I have written already about the dumb shit that people offer up when someone dies, but now, I want to focus specifically on the crap that people think, say, and how they respond, when the death of your loved one is from suicide.
“How could they be so selfish?”
They weren’t selfish. They were in pain. People who complete suicide still love, but their hurt, their pain, their anguish, isn’t too great. They can’t feel hope. They can’t feel love. They can’t visualize any change to their current hell.
When you are depressed, when you’re thinking about suicide, you obviously are not necessarily thinking clearly.
After all, despite faith and religious beliefs, no one really knows what happens when you die. To not know if you’re going to cease to exist, and to still want that, that escape, that out, is a dire place to be in.
People who have depression, have suicide ideation, and attempt or complete suicide, may not not want to die, per se. They just don’t/can’t live anymore, in this state, position or this pain.
“They are going to Hell.”
This is just so shitty to say, to preach, to proclaim.
Yeah, I get that we don’t want to encourage death at our own hand, but come on.
You take the people who are the survivors, the bereaved, who are in pain, reeling to understand how their loved one could have ended their life. Then, on top of that, you add the agony to their plate with the image of their loved one in Hell, burning, thrown into the fiery lake of eternal damnation?
That, ironically, is just so cold.
And essentially, you’re playing God. How do you know?
I happen to believe in a God or a Divine Creator who has love for us. That kind of agape love can’t comprehend mental illness? The pain and despair of depression and suicidal inclination that leads to that desperation and that act?
No. I don’t buy it.
And even if I give you the benefit of the doubt: maybe you’re right. So what? Still, shut it. We don’t need to hear that, agonizing about our loved one in Hell.
I envision my relatives who completed suicide to be finally at eternal peace, no longer hurting and suffering, finally healed. Surrounded in God’s embrace. If that is not your religion, able to see that God loves them and understood their pain, I don’t want to have to hear about your religious convictions. Keep them to yourself.

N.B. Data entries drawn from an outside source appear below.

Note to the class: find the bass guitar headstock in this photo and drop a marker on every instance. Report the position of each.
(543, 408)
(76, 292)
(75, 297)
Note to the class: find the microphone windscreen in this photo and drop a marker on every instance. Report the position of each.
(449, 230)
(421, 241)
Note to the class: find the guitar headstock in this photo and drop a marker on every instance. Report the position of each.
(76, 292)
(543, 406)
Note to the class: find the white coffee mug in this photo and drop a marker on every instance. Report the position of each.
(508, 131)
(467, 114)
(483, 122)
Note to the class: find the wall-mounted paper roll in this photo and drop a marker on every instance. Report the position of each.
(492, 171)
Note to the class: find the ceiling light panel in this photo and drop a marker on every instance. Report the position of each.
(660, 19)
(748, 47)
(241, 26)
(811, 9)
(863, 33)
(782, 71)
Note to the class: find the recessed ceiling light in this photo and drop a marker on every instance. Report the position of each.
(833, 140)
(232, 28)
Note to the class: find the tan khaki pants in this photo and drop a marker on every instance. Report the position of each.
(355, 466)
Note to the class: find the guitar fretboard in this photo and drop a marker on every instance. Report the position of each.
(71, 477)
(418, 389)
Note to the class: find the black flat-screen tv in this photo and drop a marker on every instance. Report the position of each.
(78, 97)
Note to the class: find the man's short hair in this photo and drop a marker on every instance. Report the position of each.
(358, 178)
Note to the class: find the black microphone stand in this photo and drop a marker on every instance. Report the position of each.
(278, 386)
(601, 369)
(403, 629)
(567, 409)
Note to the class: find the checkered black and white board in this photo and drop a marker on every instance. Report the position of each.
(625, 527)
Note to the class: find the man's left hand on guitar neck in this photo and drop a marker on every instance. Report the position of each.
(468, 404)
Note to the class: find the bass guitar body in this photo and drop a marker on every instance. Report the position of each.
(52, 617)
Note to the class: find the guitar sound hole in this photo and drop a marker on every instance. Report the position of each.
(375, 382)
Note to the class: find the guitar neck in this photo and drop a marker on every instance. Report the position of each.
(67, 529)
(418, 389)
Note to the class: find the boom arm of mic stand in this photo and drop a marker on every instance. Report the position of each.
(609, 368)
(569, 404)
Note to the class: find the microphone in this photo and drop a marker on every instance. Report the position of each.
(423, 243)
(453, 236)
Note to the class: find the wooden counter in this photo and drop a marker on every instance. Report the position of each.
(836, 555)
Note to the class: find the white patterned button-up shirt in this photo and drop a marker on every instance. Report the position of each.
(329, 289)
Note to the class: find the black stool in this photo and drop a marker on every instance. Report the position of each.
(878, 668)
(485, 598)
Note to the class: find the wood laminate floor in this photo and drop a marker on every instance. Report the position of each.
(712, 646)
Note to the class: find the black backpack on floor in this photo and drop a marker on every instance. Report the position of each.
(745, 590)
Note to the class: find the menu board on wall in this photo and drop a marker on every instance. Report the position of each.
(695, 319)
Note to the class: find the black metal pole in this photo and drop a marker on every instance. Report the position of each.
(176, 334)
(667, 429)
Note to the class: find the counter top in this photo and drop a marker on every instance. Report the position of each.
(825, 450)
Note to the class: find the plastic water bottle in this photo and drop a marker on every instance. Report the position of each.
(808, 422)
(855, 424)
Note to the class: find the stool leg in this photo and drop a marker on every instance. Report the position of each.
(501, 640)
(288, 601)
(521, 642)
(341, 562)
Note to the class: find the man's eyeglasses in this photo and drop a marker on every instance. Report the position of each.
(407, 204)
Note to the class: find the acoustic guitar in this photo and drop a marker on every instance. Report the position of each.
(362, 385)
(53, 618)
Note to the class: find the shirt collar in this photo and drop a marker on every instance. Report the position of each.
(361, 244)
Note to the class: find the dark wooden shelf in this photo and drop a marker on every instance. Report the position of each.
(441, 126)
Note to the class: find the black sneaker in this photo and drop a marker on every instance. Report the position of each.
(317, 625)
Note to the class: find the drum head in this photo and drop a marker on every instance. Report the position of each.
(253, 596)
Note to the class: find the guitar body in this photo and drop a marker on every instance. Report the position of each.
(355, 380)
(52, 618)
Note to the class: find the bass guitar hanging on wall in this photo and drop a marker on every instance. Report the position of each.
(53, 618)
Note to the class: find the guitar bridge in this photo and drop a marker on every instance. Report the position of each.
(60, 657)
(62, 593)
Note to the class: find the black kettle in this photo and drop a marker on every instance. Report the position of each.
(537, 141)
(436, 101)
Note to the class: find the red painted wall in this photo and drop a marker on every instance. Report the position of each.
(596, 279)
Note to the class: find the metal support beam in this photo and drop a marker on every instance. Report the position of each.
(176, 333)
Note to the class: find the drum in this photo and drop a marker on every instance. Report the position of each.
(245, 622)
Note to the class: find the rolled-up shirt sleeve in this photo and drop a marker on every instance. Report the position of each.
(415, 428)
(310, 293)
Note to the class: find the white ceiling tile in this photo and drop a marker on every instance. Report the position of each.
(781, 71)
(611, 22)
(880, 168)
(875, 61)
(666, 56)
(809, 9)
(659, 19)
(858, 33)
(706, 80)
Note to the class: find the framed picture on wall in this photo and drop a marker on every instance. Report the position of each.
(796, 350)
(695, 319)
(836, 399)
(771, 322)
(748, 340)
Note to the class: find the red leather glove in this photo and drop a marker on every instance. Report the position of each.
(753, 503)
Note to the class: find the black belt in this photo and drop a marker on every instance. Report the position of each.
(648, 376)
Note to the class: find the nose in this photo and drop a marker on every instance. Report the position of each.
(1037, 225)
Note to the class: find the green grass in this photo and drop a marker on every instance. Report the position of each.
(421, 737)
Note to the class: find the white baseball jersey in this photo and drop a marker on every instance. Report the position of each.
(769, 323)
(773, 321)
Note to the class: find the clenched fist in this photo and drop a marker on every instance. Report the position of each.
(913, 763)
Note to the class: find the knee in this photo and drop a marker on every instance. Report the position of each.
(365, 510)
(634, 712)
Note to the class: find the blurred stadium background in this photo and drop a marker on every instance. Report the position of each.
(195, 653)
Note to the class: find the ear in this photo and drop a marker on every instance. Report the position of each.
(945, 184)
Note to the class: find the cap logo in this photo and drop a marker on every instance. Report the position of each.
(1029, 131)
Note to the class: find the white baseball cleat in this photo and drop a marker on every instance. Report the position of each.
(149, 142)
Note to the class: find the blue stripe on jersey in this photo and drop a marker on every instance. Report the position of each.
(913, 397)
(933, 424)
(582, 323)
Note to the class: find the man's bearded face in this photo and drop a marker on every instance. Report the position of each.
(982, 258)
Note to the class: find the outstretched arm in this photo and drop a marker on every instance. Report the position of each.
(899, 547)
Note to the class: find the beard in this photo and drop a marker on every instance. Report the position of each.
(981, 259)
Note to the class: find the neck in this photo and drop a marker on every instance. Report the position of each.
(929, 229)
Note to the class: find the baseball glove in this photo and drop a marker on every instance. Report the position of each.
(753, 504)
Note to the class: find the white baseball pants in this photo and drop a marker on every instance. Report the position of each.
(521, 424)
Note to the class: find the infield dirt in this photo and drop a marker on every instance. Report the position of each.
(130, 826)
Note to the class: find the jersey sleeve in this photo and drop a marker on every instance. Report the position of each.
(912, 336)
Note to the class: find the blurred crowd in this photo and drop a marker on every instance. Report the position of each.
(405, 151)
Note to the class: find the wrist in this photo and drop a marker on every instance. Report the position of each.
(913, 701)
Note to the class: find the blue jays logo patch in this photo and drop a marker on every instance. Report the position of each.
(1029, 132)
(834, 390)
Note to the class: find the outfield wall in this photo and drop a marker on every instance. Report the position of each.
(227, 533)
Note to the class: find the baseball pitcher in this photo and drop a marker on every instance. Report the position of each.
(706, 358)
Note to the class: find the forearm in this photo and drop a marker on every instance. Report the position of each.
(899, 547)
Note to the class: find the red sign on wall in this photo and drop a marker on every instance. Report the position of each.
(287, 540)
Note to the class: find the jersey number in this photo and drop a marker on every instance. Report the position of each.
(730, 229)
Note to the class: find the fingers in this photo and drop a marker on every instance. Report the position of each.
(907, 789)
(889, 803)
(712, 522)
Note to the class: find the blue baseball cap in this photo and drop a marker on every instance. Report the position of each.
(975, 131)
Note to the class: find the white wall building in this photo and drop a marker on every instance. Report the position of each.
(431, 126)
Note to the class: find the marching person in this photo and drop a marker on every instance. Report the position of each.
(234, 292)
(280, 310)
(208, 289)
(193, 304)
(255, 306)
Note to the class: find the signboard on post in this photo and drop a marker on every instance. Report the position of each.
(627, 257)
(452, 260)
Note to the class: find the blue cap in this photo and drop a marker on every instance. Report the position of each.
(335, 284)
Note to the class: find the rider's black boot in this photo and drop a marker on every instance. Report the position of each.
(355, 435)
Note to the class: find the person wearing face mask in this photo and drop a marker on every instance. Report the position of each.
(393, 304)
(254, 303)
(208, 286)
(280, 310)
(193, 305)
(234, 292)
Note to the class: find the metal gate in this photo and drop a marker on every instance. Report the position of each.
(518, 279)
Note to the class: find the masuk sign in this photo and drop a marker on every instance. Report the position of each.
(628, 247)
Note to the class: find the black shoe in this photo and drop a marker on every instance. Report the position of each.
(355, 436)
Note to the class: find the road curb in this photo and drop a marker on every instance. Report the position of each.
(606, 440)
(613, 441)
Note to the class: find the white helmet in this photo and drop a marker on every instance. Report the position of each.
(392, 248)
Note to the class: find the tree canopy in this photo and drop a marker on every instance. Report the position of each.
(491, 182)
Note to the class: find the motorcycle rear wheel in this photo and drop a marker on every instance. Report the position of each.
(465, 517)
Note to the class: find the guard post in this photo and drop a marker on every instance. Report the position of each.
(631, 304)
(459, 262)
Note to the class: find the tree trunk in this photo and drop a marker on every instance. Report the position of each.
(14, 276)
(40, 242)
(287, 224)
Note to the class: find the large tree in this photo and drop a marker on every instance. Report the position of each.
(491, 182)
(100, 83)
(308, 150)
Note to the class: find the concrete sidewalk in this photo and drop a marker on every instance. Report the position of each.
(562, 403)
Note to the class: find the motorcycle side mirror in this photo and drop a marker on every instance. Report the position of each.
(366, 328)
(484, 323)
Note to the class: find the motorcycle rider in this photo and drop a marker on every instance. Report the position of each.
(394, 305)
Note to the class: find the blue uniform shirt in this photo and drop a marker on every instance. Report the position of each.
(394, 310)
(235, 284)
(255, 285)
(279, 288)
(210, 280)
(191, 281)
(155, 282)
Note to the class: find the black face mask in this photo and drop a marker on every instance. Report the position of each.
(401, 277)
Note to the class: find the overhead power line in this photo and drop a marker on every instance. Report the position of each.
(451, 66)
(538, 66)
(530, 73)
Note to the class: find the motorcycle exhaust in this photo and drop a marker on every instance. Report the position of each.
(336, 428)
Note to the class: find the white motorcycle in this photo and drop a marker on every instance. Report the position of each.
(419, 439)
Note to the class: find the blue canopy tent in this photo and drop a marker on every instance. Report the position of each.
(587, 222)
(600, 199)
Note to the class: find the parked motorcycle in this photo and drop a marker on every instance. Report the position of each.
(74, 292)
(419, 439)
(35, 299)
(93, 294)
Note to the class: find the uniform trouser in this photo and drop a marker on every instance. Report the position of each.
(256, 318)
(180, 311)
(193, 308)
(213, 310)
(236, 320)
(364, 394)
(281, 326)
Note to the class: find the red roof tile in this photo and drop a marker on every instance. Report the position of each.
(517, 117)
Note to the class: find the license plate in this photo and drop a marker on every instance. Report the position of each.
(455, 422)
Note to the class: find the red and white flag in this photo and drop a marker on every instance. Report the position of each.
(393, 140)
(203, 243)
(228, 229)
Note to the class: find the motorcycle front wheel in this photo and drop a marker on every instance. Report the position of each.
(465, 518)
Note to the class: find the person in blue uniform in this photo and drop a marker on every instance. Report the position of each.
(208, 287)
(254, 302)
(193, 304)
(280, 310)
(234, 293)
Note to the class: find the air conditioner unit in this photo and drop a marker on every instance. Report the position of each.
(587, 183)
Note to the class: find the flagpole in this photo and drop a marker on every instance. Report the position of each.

After my dad completed suicide, I asked her once what she thought happened after someone dies by suicide.
She said, “I guess they go to hell…”
It became obvious next that that was what she had been taught. From her limited Baptist church education.
It broke my heart to hear that she believed that.
It further adds to the trauma, the deep pain and sadness for those grieving.
And also the overused— “God has a plan”
or
“God never gives us anymore than we can handle…”
We really need to shut down those as well.
Especially when people use these to minimize the pain of grieving and death of a loved one by suicide, simply because they are awkward and terrible about talking about death, comforting each other, and holding space for another’s pain.
It was not God’s plan for my brother and father to die by suicide, gun shot wounds to the head. It was not that my aunt could have handled more from her depression and post-partum struggles and chemical imbalances when she completed suicide with downer drags. It is not her fault. Essentially that is what you’re saying.
Also:
Do. Not. Play God.
Or, assume you understand God’s purpose.
God can be with us—all humankind—and create beauty, divine comfort and magic from unbelievably heart-breaking and tragic circumstances. But it doesn’t mean that He orchestrated them. We have no right to twist that into a sick message that our relatives or weak, or that there is no hope for the victims, or the survivors.
We need to do so much better than this.